As part of the annual review, the Pillar 3 Disclosure Document will be reviewed by the GIM Operating Board and approved by the GAM Operating Committee.
Pillar 3 Disclosure – Remuneration
Under the UK Financial Conduct Authority BIPRU Remuneration Code (“Code”), Genesis Investment Management, LLP (“GIM”) must disclose certain information regarding its remuneration policies and practices for individuals whose professional activities have a material impact on its risk profile (“Code Staff”).
The disclosure provided below for GIM is appropriate given the firm’s size, internal organisation and the nature, scope and complexity of its activities.
Remuneration arrangements at GIM aim to promote effective risk management and are consistent with Genesis’ risk profile, risk appetite and risk strategy. GIM adopts a prudent approach when determining the total amount of variable remuneration distributable. The disclosure includes profit for the financial year available for discretionary division among members.
GIM’s remuneration policy has evolved over the life of the Firm. The key requirements of the Code were already reflected in GIM’s remuneration arrangements before the Firm became subject to the Code, only enhancements to documentation related to remuneration have been undertaken in response to the Code.
The decision-making process
The following arrangements are in place:
- The Operating Board of GIM acts as a remuneration committee and confirms remuneration recommendations in respect of GIM Staff Members.
- The Governing Board of GAM fulfils the function of a remuneration committee with regard to oversight of the income of Partners and members of the Pre-Partnership Scheme.
- The GAM Audit Committee acts as the remuneration committee for the GAM Non-Executive Directors, who are only relevant to GIM through their role in managing the Genesis Group.
The link between pay and performance
Remuneration arrangements for the four categories of individuals identified as meeting the FCA’s criteria for Code Staff are described below.
Individual partners have each contributed capital to Genesis and entered into a commitment to remain in Genesis for a minimum fixed period. Genesis’ compensation culture is focused upon performance rather than entitlement, and long-term business viability rather than short-term personal gain. All Partners are assessed on a four-year rolling basis and rewarded on their contribution and long-term impact on the business. Partners’ remuneration from GIM is comprised of share of net profits on a discretionary basis, determined by the overall profitability of the Firm in a given year, together with recognition of individual contribution. Although GIM, as a BIPRU firm, is not required to operate a deferral scheme, 25% of all Partner remuneration from GIM is deferred for three years. Genesis Partners can choose to receive their remuneration in cash or units in Genesis-managed funds with at least 50% of the deferred amount in Genesis-managed funds.

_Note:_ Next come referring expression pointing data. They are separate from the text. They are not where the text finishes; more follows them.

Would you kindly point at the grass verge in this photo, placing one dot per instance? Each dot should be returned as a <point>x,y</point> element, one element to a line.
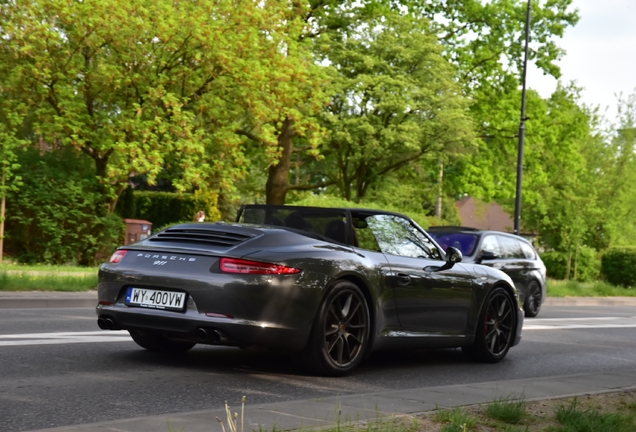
<point>13,266</point>
<point>569,288</point>
<point>44,281</point>
<point>608,412</point>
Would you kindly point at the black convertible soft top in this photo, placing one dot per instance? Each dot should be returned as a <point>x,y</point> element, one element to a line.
<point>334,223</point>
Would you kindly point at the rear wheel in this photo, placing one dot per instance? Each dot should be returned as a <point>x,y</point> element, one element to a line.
<point>532,304</point>
<point>340,333</point>
<point>158,343</point>
<point>495,329</point>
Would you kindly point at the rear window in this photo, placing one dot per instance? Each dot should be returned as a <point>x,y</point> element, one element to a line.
<point>464,242</point>
<point>326,222</point>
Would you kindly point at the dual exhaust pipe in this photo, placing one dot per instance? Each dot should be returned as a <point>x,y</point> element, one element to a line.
<point>205,335</point>
<point>209,335</point>
<point>107,324</point>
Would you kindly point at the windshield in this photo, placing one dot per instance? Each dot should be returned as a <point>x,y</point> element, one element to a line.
<point>464,242</point>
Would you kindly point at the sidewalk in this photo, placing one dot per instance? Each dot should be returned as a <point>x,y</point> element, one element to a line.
<point>325,412</point>
<point>53,299</point>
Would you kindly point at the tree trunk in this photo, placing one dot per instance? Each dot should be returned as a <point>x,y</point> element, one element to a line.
<point>2,209</point>
<point>440,178</point>
<point>278,178</point>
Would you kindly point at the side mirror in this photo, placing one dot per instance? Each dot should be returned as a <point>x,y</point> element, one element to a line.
<point>453,256</point>
<point>487,255</point>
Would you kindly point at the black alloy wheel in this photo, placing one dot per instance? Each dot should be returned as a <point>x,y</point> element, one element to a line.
<point>340,334</point>
<point>532,304</point>
<point>495,329</point>
<point>158,343</point>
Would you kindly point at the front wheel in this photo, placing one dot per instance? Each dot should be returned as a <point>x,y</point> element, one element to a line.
<point>532,304</point>
<point>158,343</point>
<point>495,329</point>
<point>340,333</point>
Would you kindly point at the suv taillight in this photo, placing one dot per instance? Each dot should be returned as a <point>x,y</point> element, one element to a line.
<point>118,256</point>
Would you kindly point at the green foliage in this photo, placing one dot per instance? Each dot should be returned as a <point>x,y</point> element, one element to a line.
<point>570,288</point>
<point>36,281</point>
<point>55,217</point>
<point>395,101</point>
<point>143,85</point>
<point>617,266</point>
<point>584,265</point>
<point>456,420</point>
<point>507,410</point>
<point>167,208</point>
<point>573,419</point>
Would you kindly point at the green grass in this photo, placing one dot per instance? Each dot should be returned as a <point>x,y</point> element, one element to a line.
<point>455,420</point>
<point>572,419</point>
<point>559,288</point>
<point>507,410</point>
<point>13,266</point>
<point>32,281</point>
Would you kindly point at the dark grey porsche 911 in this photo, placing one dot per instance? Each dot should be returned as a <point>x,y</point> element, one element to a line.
<point>329,285</point>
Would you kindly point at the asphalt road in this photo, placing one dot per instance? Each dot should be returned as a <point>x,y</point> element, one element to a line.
<point>58,369</point>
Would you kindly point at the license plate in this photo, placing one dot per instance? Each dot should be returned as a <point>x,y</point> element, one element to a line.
<point>156,299</point>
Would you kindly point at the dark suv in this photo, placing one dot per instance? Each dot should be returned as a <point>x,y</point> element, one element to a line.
<point>512,254</point>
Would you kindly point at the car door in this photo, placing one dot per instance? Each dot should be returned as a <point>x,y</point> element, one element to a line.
<point>513,262</point>
<point>427,300</point>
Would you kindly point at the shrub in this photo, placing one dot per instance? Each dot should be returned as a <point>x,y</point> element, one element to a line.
<point>58,215</point>
<point>617,266</point>
<point>586,262</point>
<point>166,208</point>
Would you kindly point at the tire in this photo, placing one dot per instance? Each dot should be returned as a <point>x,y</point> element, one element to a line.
<point>532,303</point>
<point>339,336</point>
<point>495,329</point>
<point>158,343</point>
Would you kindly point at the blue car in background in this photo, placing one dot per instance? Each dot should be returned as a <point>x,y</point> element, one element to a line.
<point>509,253</point>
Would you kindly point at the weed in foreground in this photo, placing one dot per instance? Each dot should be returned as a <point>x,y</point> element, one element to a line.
<point>575,420</point>
<point>232,420</point>
<point>507,410</point>
<point>455,420</point>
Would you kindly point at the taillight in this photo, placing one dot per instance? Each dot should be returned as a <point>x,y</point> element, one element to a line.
<point>232,265</point>
<point>118,256</point>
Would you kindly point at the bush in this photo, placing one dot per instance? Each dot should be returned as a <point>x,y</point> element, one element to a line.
<point>586,262</point>
<point>166,208</point>
<point>58,215</point>
<point>618,264</point>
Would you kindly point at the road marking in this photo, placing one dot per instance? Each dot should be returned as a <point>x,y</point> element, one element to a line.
<point>64,338</point>
<point>123,336</point>
<point>578,323</point>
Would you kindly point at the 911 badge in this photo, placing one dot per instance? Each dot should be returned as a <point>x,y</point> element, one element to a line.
<point>163,259</point>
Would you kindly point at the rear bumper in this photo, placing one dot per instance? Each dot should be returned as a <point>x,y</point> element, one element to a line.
<point>194,327</point>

Members of the Pre-Partnership Scheme ("PPS")
Staff who are members of the PPS receive a fixed salary and an annual discretionary payment under the PPS long term incentive scheme determined using similar criteria to that for Investment Partners.
Investment Team Staff Members
Investment Team Staff members receive a salary (capped at the level of Partners’ drawings) and a discretionary bonus based on their investment performance. Guarantees for bonuses may only be offered in the initial year of joining.
Non-Executive Directors on the GAM Operating Committee ("NEDs")
Remuneration arrangements are recorded in relevant letters of engagement. NEDs receive a fixed fee.
Aggregate quantitative information on remuneration
The aggregate remuneration of Code Staff from GIM in 2014 was £65,082,000.
All Code Staff were senior managers, risk takers or non-executive directors.
GIM has only one business line: the provision of investment management and advisory services to institutional clients investing in equity securities in emerging markets.